Can’t keep up with the dam news? I don’t blame you!
Earlier this year, I argued the case of what to do with the four Lower Snake River dams is a litmus test. When it comes to climate change action, it’s one of the northwest U.S.’ biggest climate wake-up calls.
And late last week, we got a major development with an agreement between the Biden administration, the states of Oregon and Washington, and four tribes.
It’s called the Columbia Basin Restoration Initiative (CBRI).
What the Agreement Does
For decades, environmental organizations and tribes have fought the federal government’s dams in court. This agreement pauses that fight for 10 years.
In exchange for the pause, the federal government is promising upwards of $1 billion of investment over the next 10 years to restore salmon and other native fish populations to “healthy and abundant” levels. Those funds will go to:
- Building one to three gigawatts worth of renewable energy infrastructure to offset the energy created by the four dams.

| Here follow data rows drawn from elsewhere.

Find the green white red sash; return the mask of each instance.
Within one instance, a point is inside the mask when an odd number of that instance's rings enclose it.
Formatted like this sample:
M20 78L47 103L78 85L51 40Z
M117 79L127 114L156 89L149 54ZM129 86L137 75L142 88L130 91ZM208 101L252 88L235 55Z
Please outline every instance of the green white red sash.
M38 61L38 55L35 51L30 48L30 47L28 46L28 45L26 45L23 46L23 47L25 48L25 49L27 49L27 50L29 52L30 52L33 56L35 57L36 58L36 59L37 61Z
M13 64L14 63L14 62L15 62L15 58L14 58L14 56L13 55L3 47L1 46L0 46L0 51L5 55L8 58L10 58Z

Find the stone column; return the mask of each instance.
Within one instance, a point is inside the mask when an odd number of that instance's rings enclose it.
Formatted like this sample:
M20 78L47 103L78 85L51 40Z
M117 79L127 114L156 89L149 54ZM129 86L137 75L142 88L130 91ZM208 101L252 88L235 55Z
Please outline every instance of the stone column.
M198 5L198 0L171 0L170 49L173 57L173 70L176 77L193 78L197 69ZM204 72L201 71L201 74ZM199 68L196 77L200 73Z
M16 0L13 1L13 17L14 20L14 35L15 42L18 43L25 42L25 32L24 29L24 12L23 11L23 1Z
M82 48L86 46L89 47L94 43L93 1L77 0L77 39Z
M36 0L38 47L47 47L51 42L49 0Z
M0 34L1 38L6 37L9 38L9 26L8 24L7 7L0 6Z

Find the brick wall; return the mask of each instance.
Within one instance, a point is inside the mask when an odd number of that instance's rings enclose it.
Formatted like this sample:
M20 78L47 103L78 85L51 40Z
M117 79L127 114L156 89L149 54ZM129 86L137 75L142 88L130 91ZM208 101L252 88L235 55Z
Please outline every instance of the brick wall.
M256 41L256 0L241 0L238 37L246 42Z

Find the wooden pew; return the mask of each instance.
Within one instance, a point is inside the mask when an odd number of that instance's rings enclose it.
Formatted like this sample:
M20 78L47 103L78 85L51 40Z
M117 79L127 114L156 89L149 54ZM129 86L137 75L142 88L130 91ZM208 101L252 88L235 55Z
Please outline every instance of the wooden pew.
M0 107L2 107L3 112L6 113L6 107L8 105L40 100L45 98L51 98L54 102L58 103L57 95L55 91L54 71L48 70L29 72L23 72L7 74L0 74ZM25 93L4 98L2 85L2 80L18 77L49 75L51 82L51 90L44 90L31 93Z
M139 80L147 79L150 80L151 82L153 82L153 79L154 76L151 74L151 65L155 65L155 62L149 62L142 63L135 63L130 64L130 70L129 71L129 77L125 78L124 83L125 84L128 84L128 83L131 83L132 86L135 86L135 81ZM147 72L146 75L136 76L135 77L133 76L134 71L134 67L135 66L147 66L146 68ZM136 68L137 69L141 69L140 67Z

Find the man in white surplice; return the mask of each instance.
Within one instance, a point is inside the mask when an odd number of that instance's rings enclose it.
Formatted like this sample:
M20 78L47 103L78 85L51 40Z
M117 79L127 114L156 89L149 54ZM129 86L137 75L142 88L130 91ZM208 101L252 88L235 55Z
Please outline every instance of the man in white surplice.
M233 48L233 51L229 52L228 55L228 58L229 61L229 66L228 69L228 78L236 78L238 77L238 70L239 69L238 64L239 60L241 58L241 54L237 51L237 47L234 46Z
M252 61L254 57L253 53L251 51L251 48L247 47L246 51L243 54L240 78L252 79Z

- Restoring salmon and their habitat, with a focus on allowing tribes and states to direct the money. The agreement specifically mentions addressing recommended but underfunded fishery updates.
- Studying how to replace the economic impacts that dams create in the transportation, irrigation, and recreation industries.
What It Doesn’t Do
Breach the dams, or set a date for doing so. However, Nez Perce Tribal Chairman Shannon Wheeler said it is a “pathway” to breaching. Several involved environmental nonprofits said the same thing.
It also doesn’t upset the fact that, as several Republican legislators pointed out last month, Congress alone has the power to breach the dams.